Mais surtout, la médiation est un garde-fou à l’arbitraire du juge, qui doit s’appuyer sur un droit imprécis. Je citerai pour exemple les questions suivantes : qu’est-ce que l’autorité parentale conjointe ? Quel est le bon parent ? Qu’est-ce que la notion de l’intérêt de l’enfant lorsque les normes sont absentes ? L’appréciation repose sur la subjectivité du magistrat.
Autrefois, il y avait la jurisprudence qui permettait d’établir les règles qui n’étaient pas définies par le droit. À l’heure actuelle, tout va très vite ; les textes de lois changent vite. Il y a beaucoup de contentieux et pas beaucoup de magistrats. Tout cela fait que la jurisprudence ne peut pas s’élaborer.
Prenons par exemple la notion de bon parent : on pourrait dire que le bon parent est celui qui n’éloigne pas l’enfant de l’autre parent. On pourrait après tout établir un certain nombre de critères en fonction de l’âge de l’enfant.
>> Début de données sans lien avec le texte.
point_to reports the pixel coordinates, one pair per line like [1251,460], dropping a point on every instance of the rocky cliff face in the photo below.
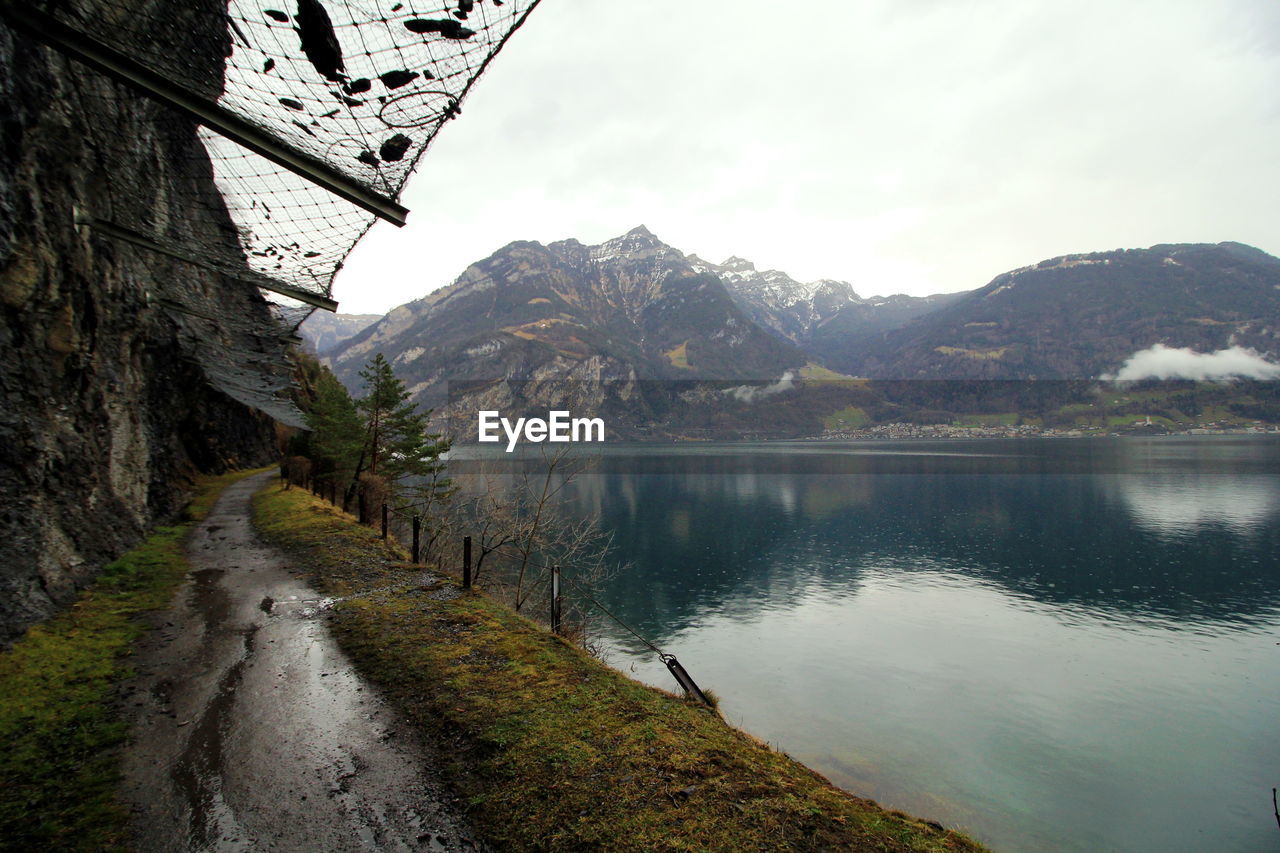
[105,409]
Peut-on savoir si l’enfant se trouve mieux avec sa maman ? Il y a bien des choses que les juges pourraient faire. Ils ne le peuvent pas, parce qu’ils sont noyés dans le contentieux familial. Ils n’ont pas le temps de réfléchir.
À mon avis, la médiation permet de remédier aux lacunes de ces processus automatiques.
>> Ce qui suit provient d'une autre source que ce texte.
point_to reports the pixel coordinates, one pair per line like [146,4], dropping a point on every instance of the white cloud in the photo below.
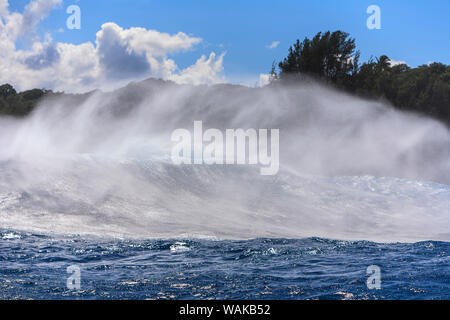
[393,63]
[273,45]
[117,56]
[203,71]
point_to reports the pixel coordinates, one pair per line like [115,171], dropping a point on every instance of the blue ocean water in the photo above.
[34,266]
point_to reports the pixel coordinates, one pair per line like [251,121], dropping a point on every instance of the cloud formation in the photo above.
[273,45]
[118,55]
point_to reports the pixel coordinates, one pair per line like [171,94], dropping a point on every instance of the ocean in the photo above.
[35,266]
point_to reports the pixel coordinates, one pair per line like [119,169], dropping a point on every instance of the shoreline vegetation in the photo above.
[330,58]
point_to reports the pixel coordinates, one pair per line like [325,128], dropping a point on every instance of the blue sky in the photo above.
[413,31]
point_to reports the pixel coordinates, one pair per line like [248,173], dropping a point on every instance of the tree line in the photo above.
[329,57]
[332,57]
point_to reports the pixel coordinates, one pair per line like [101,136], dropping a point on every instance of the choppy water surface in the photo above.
[34,266]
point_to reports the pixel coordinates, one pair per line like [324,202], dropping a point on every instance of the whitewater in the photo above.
[100,165]
[87,181]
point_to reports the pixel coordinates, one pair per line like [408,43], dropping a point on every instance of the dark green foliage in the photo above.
[19,104]
[332,57]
Je voudrais terminer par une petite citation faite par un critique de droit qui parlait des dangers qui menacent le juge des affaires familiales :
« Veut-on réduire le droit de l’enfance et de la famille à un catalogue de pieux principes dans lesquels le juge puisera à volonté, appliquant le général pour écarter le particulier ou le contraire selon les cas, jouant d’une disposition contre l’autre, le tout se réduisant à un rituel apparent – entendre tout le monde, demander l’avis de tous – dissimulant ainsi l’arbitraire le plus total, où tout est plaidable, faute de règles de fond préalables [1] ? »
Quoi qu’il en soit, les mots prononcés par le juge sont d’une très grande importance et l’ordonnance qu’il prononce prime, même si l’une des deux parties ne le veut pas. C’est pour cela que la médiation est utile. Sa pratique n’est généralement pas volontaire. Vous n’allez jamais chez le médecin volontairement. C’est également une démarche difficile d’aller voir un tiers, de lui expliquer ce qui est intime et personnel, sans se réfugier derrière des concepts juridiques. Il faut donc une impulsion et, à mon avis, il est souhaitable que le juge puisse ordonner une médiation.
Notes
1. Hauser (Jean), Revue trimestrielle de droit civil, 1993, p. 815.